Truly God's ways are not ours, He always has His plans for our lives, that are not our plans. My moving to Macau is proof of how He works in our lives when we let Him work and when we trust in Him.

I shall never forget the day that was to dictate my future; I was in Fanhões under punishment for making an unauthorised phone call. It was a special day for me, my birthday. At my sisters house everyone was waiting for me that weekend to celebrate. It was Saturday when I called to tell then that I had to stay in the centre, that I could not go home for my birthday, that I would be going on the Sunday. You can imagine how I felt. The weekend ruined, unable to be with my family on my birthday, but God had other plans. As far as I was concerned I should be leaving the Saturday in order to celebrate my birthday on the Sunday at my sisters. Happily, this particular Sunday the centre head called me to communicate that the punishment had been exceptionally rescinded as it was my birthday and that I could go today! As he had to go to Setubal and my sisters house was on the way, in Almada, he would take me in his car.

During the journey he spoke to me about the work of "Teen Challenge" in Macau, which awoke my interest seeing my family connections with that place. That was when I proposed the idea to finish my programme with "Teen Challenge" in Macau. This happened in January, by April (1994) I was in Macau.
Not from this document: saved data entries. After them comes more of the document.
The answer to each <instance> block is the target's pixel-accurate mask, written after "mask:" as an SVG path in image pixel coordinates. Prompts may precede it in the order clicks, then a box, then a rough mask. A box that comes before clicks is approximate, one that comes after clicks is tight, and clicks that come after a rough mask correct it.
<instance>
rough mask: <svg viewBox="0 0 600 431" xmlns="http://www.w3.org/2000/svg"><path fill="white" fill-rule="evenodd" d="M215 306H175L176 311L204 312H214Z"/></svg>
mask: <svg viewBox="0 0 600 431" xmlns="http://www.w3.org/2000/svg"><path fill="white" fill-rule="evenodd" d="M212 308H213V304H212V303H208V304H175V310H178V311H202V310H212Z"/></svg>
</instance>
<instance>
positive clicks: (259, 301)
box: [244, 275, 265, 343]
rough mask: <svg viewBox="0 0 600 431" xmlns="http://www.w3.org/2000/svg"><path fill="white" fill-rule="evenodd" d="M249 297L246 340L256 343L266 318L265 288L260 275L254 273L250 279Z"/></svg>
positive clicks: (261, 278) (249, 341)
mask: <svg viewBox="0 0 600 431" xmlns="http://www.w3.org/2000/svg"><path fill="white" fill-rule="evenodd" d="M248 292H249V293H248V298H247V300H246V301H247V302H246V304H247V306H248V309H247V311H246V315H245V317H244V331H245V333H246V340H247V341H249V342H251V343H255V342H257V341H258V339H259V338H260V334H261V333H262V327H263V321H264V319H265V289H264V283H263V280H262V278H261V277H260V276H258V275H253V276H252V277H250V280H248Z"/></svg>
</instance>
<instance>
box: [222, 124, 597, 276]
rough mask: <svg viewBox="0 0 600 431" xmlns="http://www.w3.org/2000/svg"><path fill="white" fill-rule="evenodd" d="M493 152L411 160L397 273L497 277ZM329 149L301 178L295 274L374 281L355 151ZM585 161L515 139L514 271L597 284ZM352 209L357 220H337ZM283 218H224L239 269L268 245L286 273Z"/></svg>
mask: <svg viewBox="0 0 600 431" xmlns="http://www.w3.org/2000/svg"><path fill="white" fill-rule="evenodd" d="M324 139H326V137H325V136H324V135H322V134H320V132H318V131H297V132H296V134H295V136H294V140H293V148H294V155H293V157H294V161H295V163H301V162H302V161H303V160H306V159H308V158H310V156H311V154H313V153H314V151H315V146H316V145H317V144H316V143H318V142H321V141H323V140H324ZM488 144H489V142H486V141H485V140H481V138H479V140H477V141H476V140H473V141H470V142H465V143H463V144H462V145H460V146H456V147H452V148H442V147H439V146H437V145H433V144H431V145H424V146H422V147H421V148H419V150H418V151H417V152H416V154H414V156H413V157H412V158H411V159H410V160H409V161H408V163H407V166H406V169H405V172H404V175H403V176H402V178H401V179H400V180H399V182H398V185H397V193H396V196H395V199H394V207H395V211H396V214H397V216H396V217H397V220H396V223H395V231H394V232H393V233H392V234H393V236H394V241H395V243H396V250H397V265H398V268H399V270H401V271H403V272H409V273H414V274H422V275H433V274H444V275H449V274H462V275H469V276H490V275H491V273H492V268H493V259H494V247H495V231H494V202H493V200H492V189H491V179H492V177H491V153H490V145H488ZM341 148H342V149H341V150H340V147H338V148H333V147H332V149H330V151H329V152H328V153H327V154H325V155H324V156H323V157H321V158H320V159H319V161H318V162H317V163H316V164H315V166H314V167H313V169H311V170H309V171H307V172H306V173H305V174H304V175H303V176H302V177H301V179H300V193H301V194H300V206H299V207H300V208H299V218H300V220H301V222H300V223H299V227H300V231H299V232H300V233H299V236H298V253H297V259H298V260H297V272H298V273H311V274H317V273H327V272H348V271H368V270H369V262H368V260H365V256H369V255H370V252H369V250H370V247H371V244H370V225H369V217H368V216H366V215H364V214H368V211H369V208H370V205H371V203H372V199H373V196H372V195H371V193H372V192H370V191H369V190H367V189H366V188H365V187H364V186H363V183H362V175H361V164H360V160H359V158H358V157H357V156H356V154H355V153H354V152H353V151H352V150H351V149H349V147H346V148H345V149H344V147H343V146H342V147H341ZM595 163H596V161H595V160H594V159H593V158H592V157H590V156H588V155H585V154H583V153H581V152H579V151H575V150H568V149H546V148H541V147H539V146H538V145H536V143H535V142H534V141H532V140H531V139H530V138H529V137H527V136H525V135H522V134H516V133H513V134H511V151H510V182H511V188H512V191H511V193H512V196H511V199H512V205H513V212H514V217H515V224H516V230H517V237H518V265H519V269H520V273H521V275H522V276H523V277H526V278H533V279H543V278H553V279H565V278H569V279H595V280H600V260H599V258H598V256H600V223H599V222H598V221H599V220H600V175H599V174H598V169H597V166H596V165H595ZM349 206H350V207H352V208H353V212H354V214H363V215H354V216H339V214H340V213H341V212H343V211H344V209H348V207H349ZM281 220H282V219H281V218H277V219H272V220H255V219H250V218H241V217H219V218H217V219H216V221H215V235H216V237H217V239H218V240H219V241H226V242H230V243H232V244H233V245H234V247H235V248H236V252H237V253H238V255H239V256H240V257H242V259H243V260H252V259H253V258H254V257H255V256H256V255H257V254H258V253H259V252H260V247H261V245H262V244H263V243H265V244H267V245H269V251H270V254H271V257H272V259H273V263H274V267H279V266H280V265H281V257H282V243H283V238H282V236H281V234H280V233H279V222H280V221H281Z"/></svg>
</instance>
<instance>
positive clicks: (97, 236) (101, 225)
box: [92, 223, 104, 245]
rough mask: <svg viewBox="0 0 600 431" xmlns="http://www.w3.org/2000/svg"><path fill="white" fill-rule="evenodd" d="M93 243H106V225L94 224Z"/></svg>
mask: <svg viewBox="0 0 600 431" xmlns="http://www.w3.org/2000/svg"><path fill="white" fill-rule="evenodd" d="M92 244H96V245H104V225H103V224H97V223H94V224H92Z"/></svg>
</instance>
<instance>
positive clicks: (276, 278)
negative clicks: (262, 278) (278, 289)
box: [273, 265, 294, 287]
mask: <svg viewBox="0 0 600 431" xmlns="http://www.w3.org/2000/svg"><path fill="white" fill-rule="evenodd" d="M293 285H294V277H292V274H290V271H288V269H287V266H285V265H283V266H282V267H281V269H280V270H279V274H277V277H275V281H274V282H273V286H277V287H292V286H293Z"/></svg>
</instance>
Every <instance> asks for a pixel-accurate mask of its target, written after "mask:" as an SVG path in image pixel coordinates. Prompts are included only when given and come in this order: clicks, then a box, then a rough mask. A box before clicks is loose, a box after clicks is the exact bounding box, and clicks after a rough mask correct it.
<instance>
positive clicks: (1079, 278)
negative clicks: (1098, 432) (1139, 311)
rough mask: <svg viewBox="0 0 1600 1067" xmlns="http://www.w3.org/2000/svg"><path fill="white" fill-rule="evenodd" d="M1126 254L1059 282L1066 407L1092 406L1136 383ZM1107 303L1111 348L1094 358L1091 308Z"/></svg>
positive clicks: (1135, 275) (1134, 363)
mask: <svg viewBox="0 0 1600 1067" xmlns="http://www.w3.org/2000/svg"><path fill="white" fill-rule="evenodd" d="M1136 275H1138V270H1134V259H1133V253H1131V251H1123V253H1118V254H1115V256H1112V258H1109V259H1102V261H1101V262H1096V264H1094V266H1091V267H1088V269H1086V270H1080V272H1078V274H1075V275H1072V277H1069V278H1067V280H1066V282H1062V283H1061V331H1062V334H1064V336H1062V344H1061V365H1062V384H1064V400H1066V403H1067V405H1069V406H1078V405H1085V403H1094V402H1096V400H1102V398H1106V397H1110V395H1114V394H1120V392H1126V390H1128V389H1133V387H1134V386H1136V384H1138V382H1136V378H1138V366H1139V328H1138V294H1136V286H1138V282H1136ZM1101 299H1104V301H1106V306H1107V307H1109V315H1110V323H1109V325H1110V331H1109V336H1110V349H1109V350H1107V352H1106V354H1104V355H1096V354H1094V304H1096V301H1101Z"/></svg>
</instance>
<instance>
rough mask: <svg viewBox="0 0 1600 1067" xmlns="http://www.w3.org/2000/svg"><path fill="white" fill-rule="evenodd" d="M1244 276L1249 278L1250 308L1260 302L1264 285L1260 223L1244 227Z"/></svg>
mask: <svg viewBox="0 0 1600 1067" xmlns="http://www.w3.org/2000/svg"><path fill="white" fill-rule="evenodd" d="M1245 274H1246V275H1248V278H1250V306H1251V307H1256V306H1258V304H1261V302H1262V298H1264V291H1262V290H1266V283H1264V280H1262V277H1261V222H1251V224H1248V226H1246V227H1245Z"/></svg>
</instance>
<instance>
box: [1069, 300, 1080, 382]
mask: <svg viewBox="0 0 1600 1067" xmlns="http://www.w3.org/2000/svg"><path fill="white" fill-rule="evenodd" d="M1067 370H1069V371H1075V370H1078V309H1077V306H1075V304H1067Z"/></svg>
Everything was so different in Macau. I didnt know anyone; it was all so new. I began to cooperate with the Centre, months later I got my first job and began to make my first friendships. These were people that had been trying to recover in the Centre and who spoke to me about drugs in the orient. I became more interested until, one day, I decided to experiment, before I knew it I was back on the habit. Thank God it wasnt for long because God acted once more in my life. It made me confess to the Director and the Centre in Macau, and I sought gods help. I promised myself to get involved with a church. God knew that I needed someone to support me and for this reason I met my future wife who was part of the Praise Group at the church, so I became more involved with the church. God never gives up on us if we allow Him to work and this is what He did

It has been over 8 years since I last touched drugs. I continue faithful to God for I know that I can only overcome through Him. All my financial debts have been paid and he, having granted me a comfortable living has met all my needs. When I applied for my job I never once hid my past which, because of discrimination, would have been easier, but even this I placed in Gods hands. I am now permanently employed, and I have not been treated any differently as a result of my past.

Not only was my life transformed, but also my familys. Six of my siblings and their families were saved also, some of them having had problems with drugs, alcohol or finances. Now they have all accepted Jesus into their lives and their problems have been resolved, being themselves involved in their churches.

Finally God responded to my mothers prayers, not as she desired but in His time. God has used me so that my siblings could see His power and the miracle that He did in my life, in order that they could believe that He exists. Many years have passed but His work continues in us. New problems and worries come into our lives, the battle goes on, but now we have an ally that helps us to overcome.